Wir sehen aus dem Ei

ein dem Muttertiere ähnliches Wesen

hervorgehen:

wir fragen nach dem Grunde dieser Aehnlichkeit.

 

We see a being similar to the mother animal go forth out of the egg

we ask for the reason of this similarity.

 

2.

Wir beobachten an einem Lebewesen

Wachstum und Entwicklung

bis zu einem bestimmten Grade der Vollkommenheit:

wir suchen nach den Bedingungen dieser Erfahrung.

 

We observe on a living being

growth and evolution

until a definite degree of perfection:

we seek for the conditions of this experience.

 

What do "reason of this similarity" and "conditions of this experience"  mean?

 

    Beginner wrote:

 
 
Beginner wrote: “There are two sentences in the second chapter of Steiner's book which I do not understand and ask for help
This post does not attempt to answer Beginner’s question.
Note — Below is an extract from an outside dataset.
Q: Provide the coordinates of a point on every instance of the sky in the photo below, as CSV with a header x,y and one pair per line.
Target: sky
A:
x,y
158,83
Here I refer to my difficulties in trying to understand what Beginner requires as an acceptable response to the question.
 
A slow process of learning is needed for me to understand what you mean when you say you want to understand, Beginner. It is evident to me from reading your posts that you have a different learning style to mine. Perhaps you could ask more specific questions than the broad request for understanding?
 
Repeatedly quoting Steiner’s text that you provided in your initial question is superfluous in responses to that post. Why do you raise objections, Beginner, to responses that explore Steiner’s meaning by thinking through the sentences you quoted in your post? The outcomes of thinking about these sentences are connected with other relevant thoughts. However you assert that they are not relevant to your wish to understand. What, then, do you want to understand? You may believe that your request to understand is a simple and straightforward. However, your responses to our responses demonstrate that we need more clarity on your question in order to satisfy your need.
 
Your assumption that perhaps I experience boredom (“less easily bored than perhaps Mr. Ralph is”) is incorrect.
 
You assert that I lack methodology (“Mr. Ralph's lack of methodology”). This is also an incorrect assumption. I am not going to explain my method here because that is off topic.
 
I offered no explanation of the concept of similarity because this can be found in a dictionary. A specific aspect that may be relevant to your quote from Steiner could be the scientific filing system for animal types, families, etc. I am not sufficiently familiar with this methodology in biology to offer an explanation, so I remain silent. Whether Steiner’s text is concerned with the kind of similarity evident through Goethe’s discoveries of the metamorphosis of forms, I can only venture a personal opinion. As you do not wish for “personal preferences”, I remain silent.
 
In English there is no requirement to capitalise nouns unless they are names (a proper noun). The descriptive noun, anthroposophist, requires no capital letter, Beginner. In form and usage it is similar to the noun, biologist.